Of course there are few details available beyond what George Osborne said in his Conference speech. A Government press release adds a couple of points, and promises a consultation, so the promise to “rush through” legislation to be in force by April 2013 looks unlikely to be fulfilled.
So what are the issues that would have to be addressed?
·         Under present legislation, the value of the shares (between £2,000 and £50,000 we are told, assuming this means value when they are given) would be immediately charged to income tax, and usually national insurance, when the shares were given. But the new “owner-employee” would have no money to pay the tax, other than his other earnings. Mr Osborne says there will be an exemption from CGT, but doesn’t mention income tax. Will there be an exemption?
·         If so, HMRC has been tightening up on employers finding was to confer tax-free benefits on employees, including through employee shares, and this could blow a hole in their strategy. What will stop a senior employee waiving his bonus (and his employment rights) and instead receiving £50,000 in tax-free shares, which he then sells back tax free?
·         Further income tax charges can arise if the shares are subject to restrictions or risks of forfeiture. If these rules are waived, further tax planning opportunities open up.
·         If the company buys back its own shares within five years of their issue, the gain made by the employee is normally charged to income tax and not CGT, so the promised exemption from CGT looks a bit hollow.
·         Most small businesses are very reluctant to part with equity in the company. Minority shareholdings can be a significant brake on the development of the business, especially if they remain after an owner-employee has left and ceases to contribute. But an open-ended commitment to buy shares for cash if an employee leaves would be unaffordable as well as unacceptable. Where is the cash going to come from? Most successful private companies could not easily fund an obligation to buy a significant proportion of their own share value.

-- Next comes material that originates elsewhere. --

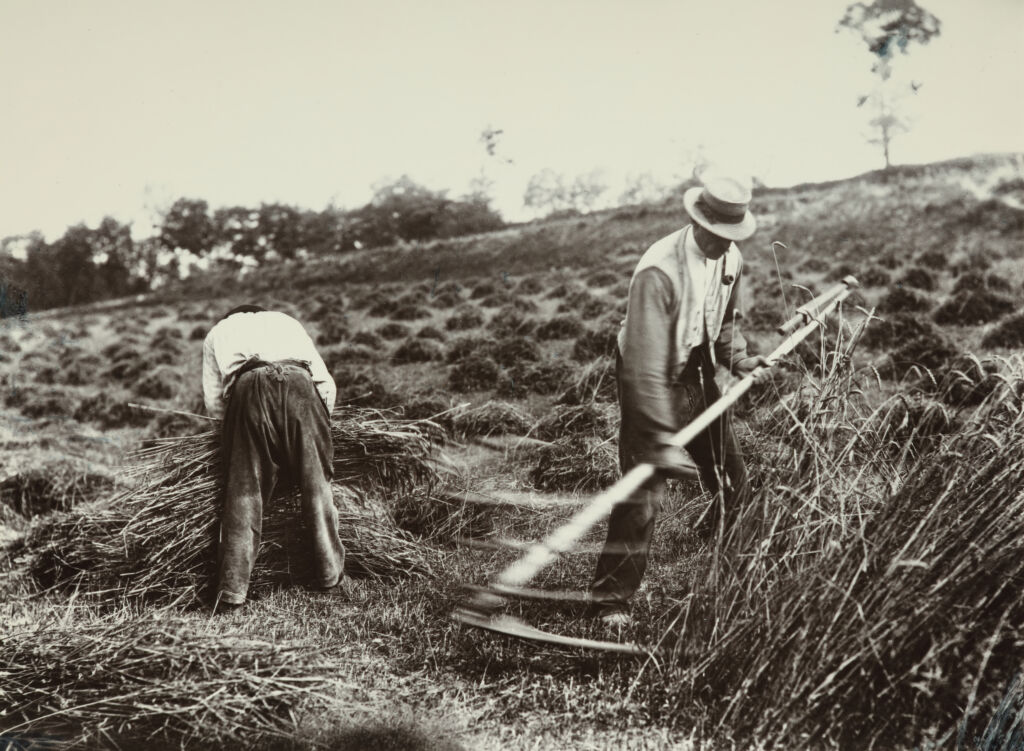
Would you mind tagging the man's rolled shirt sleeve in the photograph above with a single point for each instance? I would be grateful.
(213, 383)
(646, 368)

·         In a start-up micro business the shares are worth very little, so you get an awful lot of shares to make up a minimum market value of £2,000. Entrepreneurs could find they have given away equity that becomes extremely valuable once the business takes off.
·         It is an important part of employee share scheme planning to avoid creating incentives for employees to leave. The press release makes it clear that owner-employees must be entitled to full value for their shares and cannot forfeit them as “bad leavers”. This is one of the many attractions of employee management incentive scheme (EMI) options: the employee does not get the shares until their value has been earned.
·         Unless a small business is looking for an exit through sale, there will be no visible route for owner-employees to realise their shares except by selling them back to the employer at a valuation. Companies are reluctant to commit to buying shares at someone’s opinion of value. Employee shares can become negative incentives if they fail to grow in value, or if there is no realistic prospect of selling them.